Luis Fretes

Personal information
- Date of birth: unknown
- Position: Forward

Senior career*
- Years: Team / Apps / (Gls)
- Guaraní

International career
- 1922–1929: Paraguay / 28 / (7)

= Luis Fretes =

Paraguayan footballer

Luis Fretes was a Paraguayan footballer who played as a forward.

As a player for Club Guaraní, he participated in the 1922 South American Championship, in which the Paraguay national team finished as runners-up in South America. Fretes played in three matches, against Chile, in which he scored a goal, Uruguay, and Brazil in the championship play-off.

The following year, he participated in the 1923 South American Championship, where Paraguay finished in third place. Fretes played in all three matches, against Argentina, in which he scored a goal, Uruguay and Brazil.

In 1923, Fretes won the Paraguayan championship with Guaraní.

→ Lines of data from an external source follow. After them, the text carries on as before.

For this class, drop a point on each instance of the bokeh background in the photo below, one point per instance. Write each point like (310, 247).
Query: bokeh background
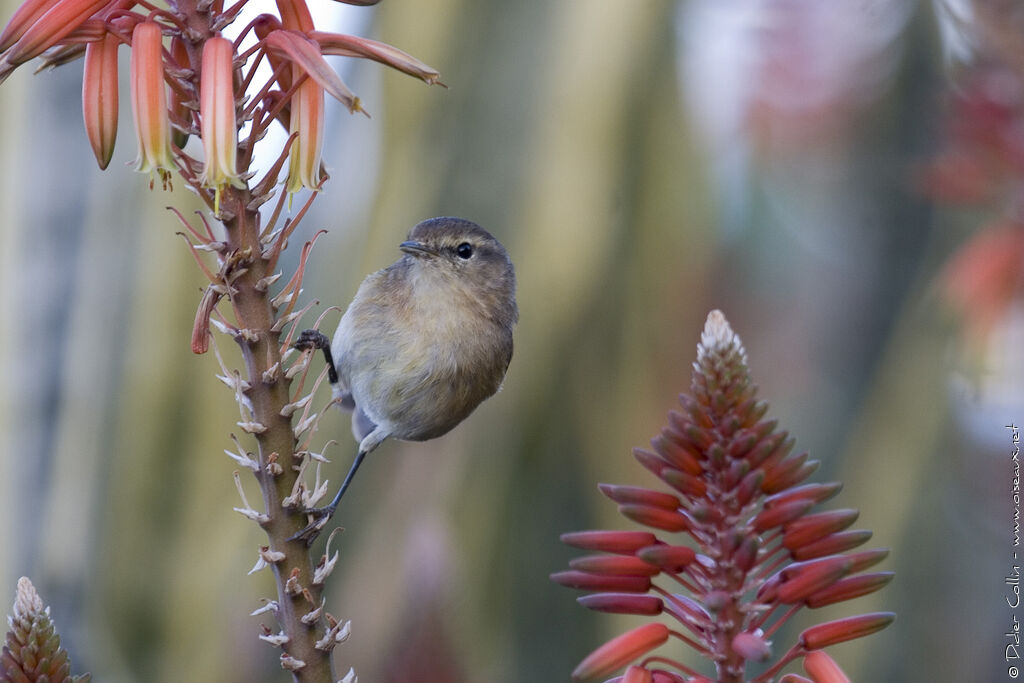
(840, 178)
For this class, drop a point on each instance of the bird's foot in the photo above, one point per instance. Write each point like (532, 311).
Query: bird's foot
(321, 516)
(311, 339)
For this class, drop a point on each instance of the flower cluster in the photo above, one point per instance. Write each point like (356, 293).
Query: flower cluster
(187, 79)
(738, 532)
(32, 651)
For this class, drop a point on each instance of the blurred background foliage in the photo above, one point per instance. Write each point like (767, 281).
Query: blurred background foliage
(643, 162)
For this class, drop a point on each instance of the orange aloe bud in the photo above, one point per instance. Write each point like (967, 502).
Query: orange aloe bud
(822, 669)
(621, 650)
(263, 26)
(217, 117)
(99, 96)
(842, 630)
(148, 99)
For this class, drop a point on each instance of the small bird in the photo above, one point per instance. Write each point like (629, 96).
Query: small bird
(424, 342)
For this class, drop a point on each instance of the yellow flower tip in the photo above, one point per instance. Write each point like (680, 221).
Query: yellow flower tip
(217, 119)
(822, 669)
(148, 96)
(99, 96)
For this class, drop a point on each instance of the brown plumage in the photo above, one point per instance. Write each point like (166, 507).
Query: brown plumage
(428, 338)
(424, 342)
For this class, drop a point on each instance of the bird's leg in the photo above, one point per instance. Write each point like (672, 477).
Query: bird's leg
(323, 515)
(315, 339)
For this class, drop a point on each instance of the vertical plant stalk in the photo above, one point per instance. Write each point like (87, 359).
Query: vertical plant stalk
(199, 83)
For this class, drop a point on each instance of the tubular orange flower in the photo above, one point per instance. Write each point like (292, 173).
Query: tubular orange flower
(307, 121)
(148, 99)
(99, 96)
(755, 542)
(217, 115)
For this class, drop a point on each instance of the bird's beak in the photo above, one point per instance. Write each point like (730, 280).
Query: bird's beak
(417, 249)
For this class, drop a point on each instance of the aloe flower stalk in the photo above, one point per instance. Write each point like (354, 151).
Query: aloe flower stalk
(736, 528)
(32, 651)
(188, 81)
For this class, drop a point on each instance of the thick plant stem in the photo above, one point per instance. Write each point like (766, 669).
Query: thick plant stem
(268, 392)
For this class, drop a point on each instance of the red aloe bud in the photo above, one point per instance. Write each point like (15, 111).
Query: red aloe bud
(623, 603)
(833, 544)
(609, 542)
(679, 456)
(816, 493)
(780, 470)
(800, 582)
(842, 630)
(749, 486)
(670, 558)
(687, 484)
(814, 527)
(767, 447)
(595, 582)
(669, 520)
(736, 489)
(741, 442)
(780, 514)
(621, 650)
(867, 558)
(651, 461)
(850, 588)
(791, 477)
(614, 565)
(639, 495)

He subsequently participated in the 1924 South American Championship, where Paraguay again finished in third place. Fretes played in all three matches, against Argentina, Uruguay and Chile.

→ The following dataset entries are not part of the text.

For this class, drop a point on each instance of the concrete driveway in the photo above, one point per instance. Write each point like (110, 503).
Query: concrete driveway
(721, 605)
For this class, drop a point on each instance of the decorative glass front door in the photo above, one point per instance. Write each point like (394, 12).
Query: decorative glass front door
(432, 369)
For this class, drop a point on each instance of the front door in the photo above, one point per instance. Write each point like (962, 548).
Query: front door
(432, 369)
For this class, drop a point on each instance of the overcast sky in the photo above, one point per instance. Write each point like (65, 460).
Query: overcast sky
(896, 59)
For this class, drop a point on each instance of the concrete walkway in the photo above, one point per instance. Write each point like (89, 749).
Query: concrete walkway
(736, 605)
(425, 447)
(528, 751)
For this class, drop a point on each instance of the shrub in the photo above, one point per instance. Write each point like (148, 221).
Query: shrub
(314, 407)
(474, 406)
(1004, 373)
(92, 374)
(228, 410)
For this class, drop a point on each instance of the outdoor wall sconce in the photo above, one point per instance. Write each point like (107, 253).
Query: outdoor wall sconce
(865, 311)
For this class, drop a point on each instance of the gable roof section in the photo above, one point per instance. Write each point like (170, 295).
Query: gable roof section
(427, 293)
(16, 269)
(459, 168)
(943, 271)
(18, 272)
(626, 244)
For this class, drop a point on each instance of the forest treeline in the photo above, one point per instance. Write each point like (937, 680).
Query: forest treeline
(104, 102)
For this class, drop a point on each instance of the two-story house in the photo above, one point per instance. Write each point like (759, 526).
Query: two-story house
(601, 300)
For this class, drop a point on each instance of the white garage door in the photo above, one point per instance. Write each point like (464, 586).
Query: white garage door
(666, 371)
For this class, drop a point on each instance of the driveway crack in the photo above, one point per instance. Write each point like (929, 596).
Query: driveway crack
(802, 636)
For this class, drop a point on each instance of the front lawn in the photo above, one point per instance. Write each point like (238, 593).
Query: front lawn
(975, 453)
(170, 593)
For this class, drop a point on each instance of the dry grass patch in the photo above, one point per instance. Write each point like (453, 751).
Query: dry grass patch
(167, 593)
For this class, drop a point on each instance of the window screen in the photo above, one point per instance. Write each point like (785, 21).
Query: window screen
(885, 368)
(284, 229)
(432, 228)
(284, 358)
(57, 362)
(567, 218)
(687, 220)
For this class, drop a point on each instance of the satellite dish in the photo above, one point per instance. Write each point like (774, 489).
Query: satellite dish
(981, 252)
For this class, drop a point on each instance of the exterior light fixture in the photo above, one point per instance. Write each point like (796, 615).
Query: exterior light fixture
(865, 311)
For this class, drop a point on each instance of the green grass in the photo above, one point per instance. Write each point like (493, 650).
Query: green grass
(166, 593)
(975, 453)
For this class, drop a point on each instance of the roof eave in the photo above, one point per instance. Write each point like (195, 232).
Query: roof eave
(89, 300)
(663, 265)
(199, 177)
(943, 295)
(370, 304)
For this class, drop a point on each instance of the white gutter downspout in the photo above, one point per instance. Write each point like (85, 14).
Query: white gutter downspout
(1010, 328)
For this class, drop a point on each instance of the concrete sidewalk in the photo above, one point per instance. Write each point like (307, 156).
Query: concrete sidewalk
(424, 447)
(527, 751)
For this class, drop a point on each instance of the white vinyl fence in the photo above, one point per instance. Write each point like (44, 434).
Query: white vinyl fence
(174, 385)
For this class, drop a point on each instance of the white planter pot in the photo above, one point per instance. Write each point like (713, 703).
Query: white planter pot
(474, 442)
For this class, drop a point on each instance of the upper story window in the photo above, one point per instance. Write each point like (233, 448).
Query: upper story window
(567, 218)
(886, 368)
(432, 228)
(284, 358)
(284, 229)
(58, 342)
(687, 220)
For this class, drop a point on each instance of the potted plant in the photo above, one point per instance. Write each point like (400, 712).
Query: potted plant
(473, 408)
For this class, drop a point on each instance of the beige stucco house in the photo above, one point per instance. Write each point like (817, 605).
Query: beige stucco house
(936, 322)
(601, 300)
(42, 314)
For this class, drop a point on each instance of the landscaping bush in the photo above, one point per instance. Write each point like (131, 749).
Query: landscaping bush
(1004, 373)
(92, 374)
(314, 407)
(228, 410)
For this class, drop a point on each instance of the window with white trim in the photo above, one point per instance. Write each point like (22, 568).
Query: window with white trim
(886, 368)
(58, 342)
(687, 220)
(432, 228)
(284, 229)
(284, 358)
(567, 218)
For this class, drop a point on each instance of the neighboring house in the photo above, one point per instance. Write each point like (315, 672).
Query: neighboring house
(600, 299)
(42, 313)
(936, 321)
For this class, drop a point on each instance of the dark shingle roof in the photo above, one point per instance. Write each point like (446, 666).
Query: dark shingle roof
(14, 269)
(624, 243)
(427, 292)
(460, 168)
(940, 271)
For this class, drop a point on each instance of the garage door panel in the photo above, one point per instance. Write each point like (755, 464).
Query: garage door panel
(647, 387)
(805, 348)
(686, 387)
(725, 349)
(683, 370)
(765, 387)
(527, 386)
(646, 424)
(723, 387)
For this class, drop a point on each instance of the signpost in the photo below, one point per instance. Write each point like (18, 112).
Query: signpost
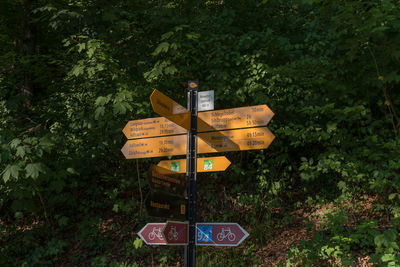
(205, 100)
(214, 164)
(185, 131)
(176, 233)
(220, 234)
(217, 120)
(151, 234)
(162, 179)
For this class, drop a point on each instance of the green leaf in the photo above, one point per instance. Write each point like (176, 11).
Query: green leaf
(15, 142)
(15, 171)
(119, 108)
(7, 173)
(163, 47)
(33, 170)
(72, 171)
(387, 257)
(77, 70)
(101, 101)
(81, 46)
(138, 243)
(99, 112)
(20, 151)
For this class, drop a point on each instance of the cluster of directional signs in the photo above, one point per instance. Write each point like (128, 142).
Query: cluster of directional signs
(218, 131)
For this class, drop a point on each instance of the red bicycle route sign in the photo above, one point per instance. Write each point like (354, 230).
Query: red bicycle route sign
(208, 234)
(151, 234)
(220, 234)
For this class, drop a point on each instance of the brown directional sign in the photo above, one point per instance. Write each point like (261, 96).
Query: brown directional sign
(235, 118)
(166, 107)
(176, 233)
(167, 181)
(209, 142)
(214, 164)
(155, 147)
(244, 139)
(151, 127)
(166, 206)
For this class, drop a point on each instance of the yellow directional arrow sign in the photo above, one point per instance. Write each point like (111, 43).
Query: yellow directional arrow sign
(214, 164)
(234, 118)
(175, 115)
(168, 108)
(209, 142)
(151, 127)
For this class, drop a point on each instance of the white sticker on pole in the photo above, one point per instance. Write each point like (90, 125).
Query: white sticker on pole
(205, 100)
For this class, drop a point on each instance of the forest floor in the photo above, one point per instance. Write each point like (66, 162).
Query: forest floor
(278, 246)
(303, 224)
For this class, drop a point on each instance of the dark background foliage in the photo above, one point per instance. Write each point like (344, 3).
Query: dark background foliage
(72, 73)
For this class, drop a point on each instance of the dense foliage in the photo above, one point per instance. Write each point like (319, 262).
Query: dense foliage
(72, 73)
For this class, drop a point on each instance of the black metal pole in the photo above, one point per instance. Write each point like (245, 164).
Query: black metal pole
(191, 170)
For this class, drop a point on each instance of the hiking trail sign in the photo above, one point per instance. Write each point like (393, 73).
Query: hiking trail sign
(216, 120)
(176, 233)
(220, 234)
(214, 164)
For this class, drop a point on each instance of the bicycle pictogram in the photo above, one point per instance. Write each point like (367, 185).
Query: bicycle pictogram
(173, 234)
(156, 232)
(226, 233)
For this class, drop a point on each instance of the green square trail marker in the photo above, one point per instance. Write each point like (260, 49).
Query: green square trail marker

Fretes made his fourth appearance in the continental championship at the 1925 South American Championship, where Paraguay finished in last place among the three participating teams. He played in all four matches, appearing in both matches against Argentina and both matches against Brazil. He scored a goal in the second match against Brazil.

The 1926 South American Championship was his fifth continental championship. Paraguay finished fourth, and Fretes played in three matches, against Argentina, Bolivia and Uruguay.

He made his sixth and final appearance in the continental championship at the 1929 South American Championship, where Paraguay finished as runners-up. Fretes played only in the match against Peru.

Fretes also participated in the 1924, 1925 and 1926 Copa Chevallier Boutell tournaments. Between 1922 and 1929, he made 28 appearances for Paraguay and scored seven goals.

== Bibliography ==
- Tomasz Wołek, Encyklopedia piłkarska FUJI. Copa America, Wydawnictwo GiA, Katowice, 1995, ISBN 83-902751-2-0, pp. 25, 28, 37, 39, 41, 46.